Hierarchical and low-rank techniques

Some processes are represented by dense matrices that have structured representations. The most common technique is to approximate blocks using a truncated SVD $U S V^T$.

Inverses of differential operators sometimes have this property.


In [12]:
%matplotlib notebook
import numpy

m = 101
A = numpy.eye(m) - .5*numpy.eye(m,k=1) - .5*numpy.eye(m,k=-1)
#A[-1,-1] = 0.5
Ainv = numpy.linalg.inv(A)

B = Ainv[:m//2,m//2+1:]
U, S, V = numpy.linalg.svd(B)

from matplotlib import pyplot
pyplot.style.use('ggplot')
pyplot.figure()
pyplot.plot(S, '.')


Out[12]:
[<matplotlib.lines.Line2D at 0x7f50e1321940>]

In [13]:
pyplot.figure()
pyplot.plot(V.T[:,0])


Out[13]:
[<matplotlib.lines.Line2D at 0x7f50e134df98>]

Particle interactions

The gravitational (or electrostatic) force between particles is proportional to $1/|r|^2$ where $r$ is the distance between them.
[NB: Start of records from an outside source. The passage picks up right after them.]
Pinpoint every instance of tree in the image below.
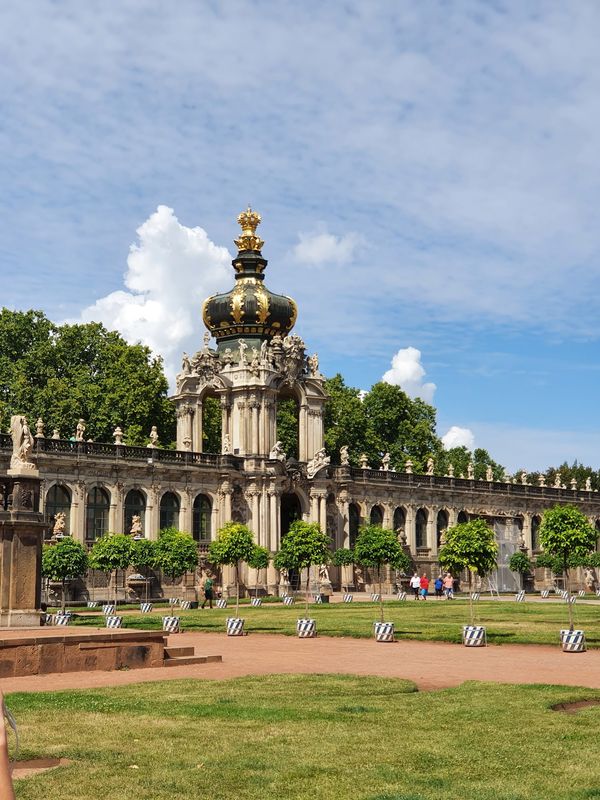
[208,522,255,616]
[155,528,198,600]
[42,536,88,613]
[0,308,175,445]
[275,519,331,615]
[89,533,133,603]
[354,525,410,622]
[540,505,596,631]
[438,519,498,625]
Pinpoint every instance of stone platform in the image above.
[0,628,221,678]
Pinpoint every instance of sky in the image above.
[0,0,600,471]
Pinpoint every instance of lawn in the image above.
[8,676,600,800]
[68,600,600,647]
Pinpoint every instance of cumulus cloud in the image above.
[381,347,436,403]
[293,229,362,266]
[442,425,475,450]
[74,205,232,377]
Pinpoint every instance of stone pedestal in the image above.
[0,470,45,628]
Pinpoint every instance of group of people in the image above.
[410,572,454,600]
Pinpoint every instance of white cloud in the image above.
[293,230,362,266]
[74,205,233,377]
[442,425,475,450]
[381,347,436,403]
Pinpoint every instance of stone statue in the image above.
[306,447,331,480]
[269,442,286,461]
[10,414,36,472]
[129,514,143,538]
[75,419,85,442]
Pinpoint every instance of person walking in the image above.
[200,575,214,608]
[410,572,421,600]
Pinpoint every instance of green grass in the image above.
[8,675,600,800]
[75,600,600,647]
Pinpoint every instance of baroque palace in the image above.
[0,209,600,594]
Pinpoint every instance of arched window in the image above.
[46,484,71,533]
[437,509,448,547]
[123,489,146,533]
[85,486,110,542]
[160,492,179,531]
[415,508,427,549]
[394,508,406,533]
[371,506,383,525]
[192,494,212,542]
[531,517,542,553]
[348,503,360,550]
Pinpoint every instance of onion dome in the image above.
[202,207,298,352]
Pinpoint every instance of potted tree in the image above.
[42,536,88,615]
[540,505,597,653]
[438,519,498,647]
[354,525,410,642]
[275,519,331,639]
[208,522,255,636]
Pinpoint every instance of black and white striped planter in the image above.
[373,622,394,642]
[463,625,487,647]
[560,630,586,653]
[227,617,245,636]
[296,618,317,639]
[163,617,181,633]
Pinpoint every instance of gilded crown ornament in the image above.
[235,206,264,253]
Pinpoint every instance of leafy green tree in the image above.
[275,519,331,615]
[438,519,498,625]
[0,308,176,445]
[89,533,133,603]
[208,522,256,616]
[42,536,88,613]
[540,505,596,631]
[155,528,198,604]
[354,525,410,622]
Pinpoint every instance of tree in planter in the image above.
[90,533,133,605]
[538,506,597,631]
[208,522,255,617]
[438,519,498,625]
[331,547,354,589]
[274,519,331,616]
[247,544,271,594]
[154,528,199,604]
[354,525,410,622]
[42,536,88,614]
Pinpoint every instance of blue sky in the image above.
[0,0,600,470]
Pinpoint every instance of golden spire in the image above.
[234,206,264,253]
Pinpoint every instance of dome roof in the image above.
[202,208,298,349]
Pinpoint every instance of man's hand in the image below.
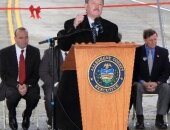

The direction of this force is in the direction $r$ with magnitude equal to the product of the masses (or charges). Let's consider two separated groups of particles.


In [22]:
m, n = 100, 200
x = numpy.random.randn(m,3)  # first cluster of particle locations
y = numpy.random.randn(n,3)
y[:,0] += 100 # second cluster is translated away

A = numpy.zeros((3*m,n))
for i in range(m):
    r = y.T - numpy.outer(x[i,:], numpy.ones(n))
    A[3*i:3*i+3, :] = r / numpy.linalg.norm(r, axis=0)**3

U, S, V = numpy.linalg.svd(A, full_matrices=False)

pyplot.figure()
pyplot.semilogy(S, '.')


Out[22]:
[<matplotlib.lines.Line2D at 0x7f50e0ae47b8>]

Treecodes to FMM

Treecodes were introduced by Barnes and Hut in 1986 and have been a staple in cosmology simulation ever since, as exemplified by Warren's SC13 paper. Each particle "sees" close neighbors (shaded region) directly while distant neighbors are approximated by their multipole expansions on increasingly coarse "boxes". Tuning parameters include the box size, the degree of the multipole expansion, and the threshold angle $\theta$ (distant boxes must lie within this angle to use a multipole expansion -- thus it describes the coarsening rate). Treecodes have $O(n \log n)$ complexity and typically small constants for modest accuracy requirements (the constants increase as the accuracy tolerance becomes stricter).

The Fast Multipole Method (FMM) was introduced by Greengard and Rokhlin in 1987 and is an $O(n)$ algorithm that often outperforms treecodes for strict accuracy requirements. It differs in that particles do not directly interact with distant particles; instead, the (outward-looking) multipole expansions interact and are used to create (inward-looking) "local" expansions. Yokota and Barba (2012) provide a prospectus for FMM optimization on emerging architectures.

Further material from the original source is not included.